In less than 100 years, international organizations have evolved from curiosities into keystones of international law. What began long ago as an unremarkable effort to coordinate a limited number of technical issues has grown into a global, multilevel, blended governing project with diverse competences in most fields of human endeavor and interests.
Law graduates who enter the field of international law, as well as political science, international relations, and diplomacy, are increasingly expected to have a strong knowledge of the law of international organizations. Beyond knowledge, graduates are also expected to be able to solve new emerging legal problems confronting organizations.
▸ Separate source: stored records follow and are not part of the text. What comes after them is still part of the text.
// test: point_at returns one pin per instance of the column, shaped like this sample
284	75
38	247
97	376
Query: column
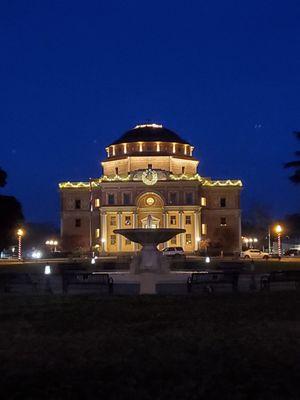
104	231
165	225
198	232
119	225
181	227
135	225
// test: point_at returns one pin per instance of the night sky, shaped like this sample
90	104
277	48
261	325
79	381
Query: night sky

This book introduces students to the law of international organizations through the careful study of the most recent cases and other materials from the International Court of Justice, United Nations Security Council and General Assembly, World Trade Organization, international criminal tribunals, European Union, European Court of Human Rights, International Labour Organization, various domestic courts and arbitral panels, and other bodies. In doing so, it undertakes a critical examination of legal rights and duties, exposing the fundamental questions that arise when addressing a range of issues within an organization. In order to provide the best foundation, the textbook focuses on several key topics: the law of treaties, creation of organizations, membership, powers of organizations, legal effects of their acts, organs, immunities, and responsibility.
This book is best suited for students who are studying international organizations and who have already had one or more courses on international and/or European law.